All of lore.kernel.org
 help / color / mirror / Atom feed
From: Dan Williams <dan.j.williams@intel.com>
To: neilb@suse.de, akpm@linux-foundation.org
Cc: linux-raid@vger.kernel.org
Subject: [PATCH -mm 3/4] raid5: convert add_stripe_bio to add_queue_bio
Date: Sat, 06 Oct 2007 10:06:54 -0700	[thread overview]
Message-ID: <20071006170654.23741.84018.stgit@dwillia2-linux.ch.intel.com> (raw)
In-Reply-To: <20071006170538.23741.75193.stgit@dwillia2-linux.ch.intel.com>

The stripe_queue object collects i/o requests before they are handled by
the stripe-cache (via the stripe_head object).  add_stripe_bio currently
looks at the state of the stripe-cache to implement bitmap support,
reimplement this using stripe_queue attributes.

Introduce the STRIPE_QUEUE_FIRSTWRITE flag to track when a stripe is first
written.  When a stripe_head is available record the bitmap batch sequence
number and set STRIPE_BIT_DELAY.  For now a stripe_head will always be
available at 'add_queue_bio' time, going forward the 'sh' field of the
stripe_queue will indicate whether a stripe_head is attached.

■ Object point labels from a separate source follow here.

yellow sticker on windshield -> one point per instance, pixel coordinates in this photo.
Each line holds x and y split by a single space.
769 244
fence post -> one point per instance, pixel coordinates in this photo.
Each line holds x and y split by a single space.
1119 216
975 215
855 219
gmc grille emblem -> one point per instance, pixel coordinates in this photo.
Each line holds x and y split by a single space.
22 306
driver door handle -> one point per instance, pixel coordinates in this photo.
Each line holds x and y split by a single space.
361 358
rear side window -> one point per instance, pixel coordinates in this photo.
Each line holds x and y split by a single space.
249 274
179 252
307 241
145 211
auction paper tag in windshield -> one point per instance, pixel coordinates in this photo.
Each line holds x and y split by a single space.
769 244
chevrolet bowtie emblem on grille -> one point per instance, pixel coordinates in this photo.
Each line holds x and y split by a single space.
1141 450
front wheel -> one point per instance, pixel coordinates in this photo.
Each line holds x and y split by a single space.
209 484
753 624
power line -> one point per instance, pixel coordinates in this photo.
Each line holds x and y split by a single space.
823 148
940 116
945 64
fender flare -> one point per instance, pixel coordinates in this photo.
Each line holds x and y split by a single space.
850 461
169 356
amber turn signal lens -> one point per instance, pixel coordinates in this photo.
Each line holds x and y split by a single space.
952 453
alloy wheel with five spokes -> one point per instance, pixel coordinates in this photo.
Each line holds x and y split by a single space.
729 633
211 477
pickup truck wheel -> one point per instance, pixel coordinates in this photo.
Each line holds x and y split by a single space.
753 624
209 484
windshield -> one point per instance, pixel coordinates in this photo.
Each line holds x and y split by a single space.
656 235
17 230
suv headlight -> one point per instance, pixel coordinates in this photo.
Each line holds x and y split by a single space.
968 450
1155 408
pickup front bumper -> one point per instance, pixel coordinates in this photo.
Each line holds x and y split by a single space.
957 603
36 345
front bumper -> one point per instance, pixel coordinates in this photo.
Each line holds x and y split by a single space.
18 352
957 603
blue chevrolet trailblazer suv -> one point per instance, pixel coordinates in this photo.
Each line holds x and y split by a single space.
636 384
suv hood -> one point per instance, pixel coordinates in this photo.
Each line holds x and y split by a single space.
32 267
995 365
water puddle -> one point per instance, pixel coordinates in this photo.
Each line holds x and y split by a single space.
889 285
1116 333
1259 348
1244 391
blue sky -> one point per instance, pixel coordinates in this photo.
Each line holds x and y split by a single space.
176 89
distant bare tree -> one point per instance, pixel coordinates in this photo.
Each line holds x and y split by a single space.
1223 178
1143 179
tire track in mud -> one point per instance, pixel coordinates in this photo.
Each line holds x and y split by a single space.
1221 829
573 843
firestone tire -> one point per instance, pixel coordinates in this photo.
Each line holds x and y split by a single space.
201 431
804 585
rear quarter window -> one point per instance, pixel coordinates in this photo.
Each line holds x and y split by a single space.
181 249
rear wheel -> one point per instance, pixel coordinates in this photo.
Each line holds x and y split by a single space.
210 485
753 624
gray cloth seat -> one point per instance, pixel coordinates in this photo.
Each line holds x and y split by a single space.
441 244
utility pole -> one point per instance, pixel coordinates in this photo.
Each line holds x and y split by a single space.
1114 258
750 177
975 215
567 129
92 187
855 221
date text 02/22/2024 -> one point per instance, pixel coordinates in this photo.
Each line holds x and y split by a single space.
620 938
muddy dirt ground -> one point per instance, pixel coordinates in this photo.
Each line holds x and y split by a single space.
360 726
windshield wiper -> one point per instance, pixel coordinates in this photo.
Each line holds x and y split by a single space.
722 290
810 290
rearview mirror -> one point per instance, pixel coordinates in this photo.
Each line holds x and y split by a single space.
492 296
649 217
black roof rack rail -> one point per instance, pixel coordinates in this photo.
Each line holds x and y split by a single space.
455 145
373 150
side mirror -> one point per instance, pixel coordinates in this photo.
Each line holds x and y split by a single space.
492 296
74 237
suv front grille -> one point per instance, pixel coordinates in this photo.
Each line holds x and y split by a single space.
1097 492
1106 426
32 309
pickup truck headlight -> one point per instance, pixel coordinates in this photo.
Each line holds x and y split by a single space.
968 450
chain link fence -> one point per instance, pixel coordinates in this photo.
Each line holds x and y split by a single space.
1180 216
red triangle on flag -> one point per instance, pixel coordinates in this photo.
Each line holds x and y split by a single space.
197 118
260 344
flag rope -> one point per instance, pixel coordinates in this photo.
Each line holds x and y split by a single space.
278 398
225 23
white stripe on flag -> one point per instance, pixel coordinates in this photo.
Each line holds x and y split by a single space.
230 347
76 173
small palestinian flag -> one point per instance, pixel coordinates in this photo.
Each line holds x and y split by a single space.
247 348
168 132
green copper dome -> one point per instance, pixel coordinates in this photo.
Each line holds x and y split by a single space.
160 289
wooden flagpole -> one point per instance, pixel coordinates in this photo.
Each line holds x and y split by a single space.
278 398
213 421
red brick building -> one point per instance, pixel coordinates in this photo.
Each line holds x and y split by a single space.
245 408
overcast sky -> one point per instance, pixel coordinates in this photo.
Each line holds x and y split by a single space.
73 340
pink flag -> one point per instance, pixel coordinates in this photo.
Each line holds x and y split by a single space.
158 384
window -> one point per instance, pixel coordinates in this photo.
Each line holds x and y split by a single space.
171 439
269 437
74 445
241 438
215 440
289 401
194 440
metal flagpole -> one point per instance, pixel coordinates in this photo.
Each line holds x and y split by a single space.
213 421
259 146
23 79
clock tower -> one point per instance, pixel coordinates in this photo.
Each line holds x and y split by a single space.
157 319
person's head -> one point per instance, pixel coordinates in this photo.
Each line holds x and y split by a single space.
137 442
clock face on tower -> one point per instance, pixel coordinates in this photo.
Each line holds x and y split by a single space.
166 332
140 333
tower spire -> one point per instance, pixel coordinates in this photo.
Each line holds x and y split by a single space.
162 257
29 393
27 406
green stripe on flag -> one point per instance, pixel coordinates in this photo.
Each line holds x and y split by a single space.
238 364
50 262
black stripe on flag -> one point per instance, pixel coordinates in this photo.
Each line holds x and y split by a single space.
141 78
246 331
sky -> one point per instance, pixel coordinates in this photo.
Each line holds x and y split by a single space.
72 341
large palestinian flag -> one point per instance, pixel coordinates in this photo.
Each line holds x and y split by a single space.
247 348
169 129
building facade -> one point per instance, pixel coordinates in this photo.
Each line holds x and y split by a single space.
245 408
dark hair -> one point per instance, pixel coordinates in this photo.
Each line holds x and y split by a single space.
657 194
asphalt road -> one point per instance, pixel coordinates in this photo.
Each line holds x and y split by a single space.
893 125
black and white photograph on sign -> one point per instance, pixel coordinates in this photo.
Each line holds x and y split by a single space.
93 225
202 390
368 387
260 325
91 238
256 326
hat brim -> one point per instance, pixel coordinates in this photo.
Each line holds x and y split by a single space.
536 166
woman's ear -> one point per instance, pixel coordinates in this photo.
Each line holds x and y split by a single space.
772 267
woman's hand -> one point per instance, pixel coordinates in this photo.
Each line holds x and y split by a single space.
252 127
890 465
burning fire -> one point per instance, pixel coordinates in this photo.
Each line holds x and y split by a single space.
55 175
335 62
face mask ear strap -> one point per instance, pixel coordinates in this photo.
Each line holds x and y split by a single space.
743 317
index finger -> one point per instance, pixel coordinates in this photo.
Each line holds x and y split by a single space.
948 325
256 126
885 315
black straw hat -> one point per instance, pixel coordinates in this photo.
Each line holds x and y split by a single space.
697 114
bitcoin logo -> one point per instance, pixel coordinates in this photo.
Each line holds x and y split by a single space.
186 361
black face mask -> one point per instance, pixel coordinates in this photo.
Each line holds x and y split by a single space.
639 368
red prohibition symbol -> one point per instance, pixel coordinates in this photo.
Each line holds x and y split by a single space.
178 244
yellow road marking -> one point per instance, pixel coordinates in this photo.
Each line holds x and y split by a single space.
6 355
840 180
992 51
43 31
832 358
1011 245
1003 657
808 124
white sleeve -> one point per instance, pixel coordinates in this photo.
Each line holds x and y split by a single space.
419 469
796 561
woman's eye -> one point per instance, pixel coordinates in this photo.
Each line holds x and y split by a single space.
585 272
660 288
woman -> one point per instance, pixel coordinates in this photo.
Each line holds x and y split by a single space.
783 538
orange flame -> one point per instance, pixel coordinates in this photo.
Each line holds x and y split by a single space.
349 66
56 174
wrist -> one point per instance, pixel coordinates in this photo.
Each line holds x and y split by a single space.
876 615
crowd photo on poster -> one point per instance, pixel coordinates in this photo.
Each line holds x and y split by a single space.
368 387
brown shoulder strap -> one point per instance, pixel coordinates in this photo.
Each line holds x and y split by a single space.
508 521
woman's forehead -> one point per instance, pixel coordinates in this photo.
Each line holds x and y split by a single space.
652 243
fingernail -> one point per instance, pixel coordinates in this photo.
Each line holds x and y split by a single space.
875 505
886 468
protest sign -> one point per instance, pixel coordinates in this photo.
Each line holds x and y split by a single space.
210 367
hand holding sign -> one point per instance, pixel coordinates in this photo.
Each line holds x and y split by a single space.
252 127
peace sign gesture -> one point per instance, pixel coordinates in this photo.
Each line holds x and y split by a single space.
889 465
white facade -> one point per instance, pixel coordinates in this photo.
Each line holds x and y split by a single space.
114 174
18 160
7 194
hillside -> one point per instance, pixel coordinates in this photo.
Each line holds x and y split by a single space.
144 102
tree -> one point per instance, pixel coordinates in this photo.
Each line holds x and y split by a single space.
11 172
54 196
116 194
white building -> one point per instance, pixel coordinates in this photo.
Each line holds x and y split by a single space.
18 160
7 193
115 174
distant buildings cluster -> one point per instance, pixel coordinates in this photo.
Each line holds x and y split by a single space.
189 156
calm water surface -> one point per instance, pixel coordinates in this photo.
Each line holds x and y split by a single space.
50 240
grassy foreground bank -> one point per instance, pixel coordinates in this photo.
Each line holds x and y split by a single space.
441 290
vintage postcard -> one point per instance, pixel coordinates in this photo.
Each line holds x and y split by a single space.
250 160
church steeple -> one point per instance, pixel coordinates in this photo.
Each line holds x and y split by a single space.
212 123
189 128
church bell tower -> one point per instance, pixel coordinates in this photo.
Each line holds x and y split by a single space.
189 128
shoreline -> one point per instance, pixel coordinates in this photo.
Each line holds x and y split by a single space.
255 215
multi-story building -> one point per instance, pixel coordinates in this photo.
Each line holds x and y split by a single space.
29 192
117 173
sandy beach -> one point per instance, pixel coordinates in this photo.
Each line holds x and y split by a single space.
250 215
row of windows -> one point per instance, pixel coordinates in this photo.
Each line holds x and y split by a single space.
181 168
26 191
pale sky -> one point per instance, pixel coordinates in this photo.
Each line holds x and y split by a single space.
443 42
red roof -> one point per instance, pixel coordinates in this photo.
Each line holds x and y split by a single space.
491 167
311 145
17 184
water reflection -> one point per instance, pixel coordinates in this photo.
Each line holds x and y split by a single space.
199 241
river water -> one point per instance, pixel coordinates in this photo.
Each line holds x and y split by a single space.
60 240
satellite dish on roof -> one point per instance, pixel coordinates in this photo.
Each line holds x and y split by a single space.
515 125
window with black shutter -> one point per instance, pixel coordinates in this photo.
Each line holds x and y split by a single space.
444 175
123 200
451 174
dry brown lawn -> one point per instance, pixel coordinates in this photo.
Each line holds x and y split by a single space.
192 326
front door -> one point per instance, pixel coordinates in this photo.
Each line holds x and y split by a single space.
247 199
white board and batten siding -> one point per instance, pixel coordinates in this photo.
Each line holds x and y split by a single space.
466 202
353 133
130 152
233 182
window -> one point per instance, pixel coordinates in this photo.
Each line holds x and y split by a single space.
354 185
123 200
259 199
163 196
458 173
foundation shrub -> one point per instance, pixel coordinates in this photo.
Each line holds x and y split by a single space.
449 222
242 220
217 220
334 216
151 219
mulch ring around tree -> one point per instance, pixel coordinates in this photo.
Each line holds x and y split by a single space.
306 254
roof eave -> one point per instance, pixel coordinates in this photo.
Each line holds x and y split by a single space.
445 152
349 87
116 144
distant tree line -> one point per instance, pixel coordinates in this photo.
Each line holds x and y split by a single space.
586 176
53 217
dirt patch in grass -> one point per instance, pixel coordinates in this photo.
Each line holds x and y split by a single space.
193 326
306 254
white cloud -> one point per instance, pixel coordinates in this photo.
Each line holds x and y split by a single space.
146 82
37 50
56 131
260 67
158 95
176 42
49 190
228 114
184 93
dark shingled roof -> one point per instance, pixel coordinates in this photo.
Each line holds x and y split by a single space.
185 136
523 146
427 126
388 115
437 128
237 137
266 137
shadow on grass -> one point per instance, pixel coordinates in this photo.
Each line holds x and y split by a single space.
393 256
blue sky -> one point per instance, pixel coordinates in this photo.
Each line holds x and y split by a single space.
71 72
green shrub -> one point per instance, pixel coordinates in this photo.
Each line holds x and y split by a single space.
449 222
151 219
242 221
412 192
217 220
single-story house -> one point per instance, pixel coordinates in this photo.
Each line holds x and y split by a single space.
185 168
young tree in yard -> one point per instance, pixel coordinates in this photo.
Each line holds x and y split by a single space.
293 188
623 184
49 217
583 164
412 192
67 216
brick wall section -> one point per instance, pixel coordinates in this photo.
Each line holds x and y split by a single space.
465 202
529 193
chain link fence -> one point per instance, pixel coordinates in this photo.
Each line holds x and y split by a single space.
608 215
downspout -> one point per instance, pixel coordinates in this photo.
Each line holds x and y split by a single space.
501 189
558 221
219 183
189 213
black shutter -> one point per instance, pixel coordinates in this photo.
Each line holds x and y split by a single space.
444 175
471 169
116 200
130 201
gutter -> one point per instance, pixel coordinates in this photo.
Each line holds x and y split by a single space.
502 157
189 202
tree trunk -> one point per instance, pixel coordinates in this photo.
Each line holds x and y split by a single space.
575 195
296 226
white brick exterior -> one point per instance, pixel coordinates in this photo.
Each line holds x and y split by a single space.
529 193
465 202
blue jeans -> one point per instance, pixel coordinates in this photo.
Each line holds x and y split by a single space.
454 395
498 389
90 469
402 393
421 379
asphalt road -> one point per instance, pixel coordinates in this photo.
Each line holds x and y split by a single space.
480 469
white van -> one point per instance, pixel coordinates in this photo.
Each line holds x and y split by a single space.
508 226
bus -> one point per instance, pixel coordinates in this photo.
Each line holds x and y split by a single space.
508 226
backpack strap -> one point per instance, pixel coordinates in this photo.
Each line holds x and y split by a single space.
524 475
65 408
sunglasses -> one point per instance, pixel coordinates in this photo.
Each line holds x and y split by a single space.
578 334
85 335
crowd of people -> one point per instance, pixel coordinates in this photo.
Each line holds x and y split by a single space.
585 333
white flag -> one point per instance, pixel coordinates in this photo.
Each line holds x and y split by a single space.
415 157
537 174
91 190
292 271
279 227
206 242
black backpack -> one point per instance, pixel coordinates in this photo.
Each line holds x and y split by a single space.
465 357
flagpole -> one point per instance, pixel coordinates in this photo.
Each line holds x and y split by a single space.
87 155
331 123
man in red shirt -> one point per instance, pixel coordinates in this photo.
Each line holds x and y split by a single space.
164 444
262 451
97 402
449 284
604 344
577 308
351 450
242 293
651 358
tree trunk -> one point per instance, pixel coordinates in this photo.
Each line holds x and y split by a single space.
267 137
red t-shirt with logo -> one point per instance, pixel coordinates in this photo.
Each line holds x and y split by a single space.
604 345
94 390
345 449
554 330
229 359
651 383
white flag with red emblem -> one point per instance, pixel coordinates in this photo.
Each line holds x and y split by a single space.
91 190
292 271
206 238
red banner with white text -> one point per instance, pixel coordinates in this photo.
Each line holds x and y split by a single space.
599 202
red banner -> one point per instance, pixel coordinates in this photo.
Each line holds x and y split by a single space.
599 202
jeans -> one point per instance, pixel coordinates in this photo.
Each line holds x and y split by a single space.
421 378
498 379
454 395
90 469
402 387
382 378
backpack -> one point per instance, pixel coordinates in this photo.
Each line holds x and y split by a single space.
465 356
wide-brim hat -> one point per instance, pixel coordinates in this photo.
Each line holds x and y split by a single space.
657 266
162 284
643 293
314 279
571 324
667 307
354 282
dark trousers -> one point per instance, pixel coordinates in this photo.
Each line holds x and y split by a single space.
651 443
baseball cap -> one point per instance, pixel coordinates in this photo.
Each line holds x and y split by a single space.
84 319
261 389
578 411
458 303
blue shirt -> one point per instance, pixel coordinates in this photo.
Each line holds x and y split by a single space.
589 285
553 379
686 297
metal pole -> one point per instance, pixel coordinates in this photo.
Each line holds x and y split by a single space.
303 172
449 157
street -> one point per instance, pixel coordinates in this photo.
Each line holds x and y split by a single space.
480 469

Tested-by: Mr. James W. Laferriere <babydr@baby-dragons.com>
Signed-off-by: Dan Williams <dan.j.williams@intel.com>
---

 drivers/md/raid5.c         |   53 ++++++++++++++++++++++++++++----------------
 include/linux/raid/raid5.h |    6 +++++
 2 files changed, 40 insertions(+), 19 deletions(-)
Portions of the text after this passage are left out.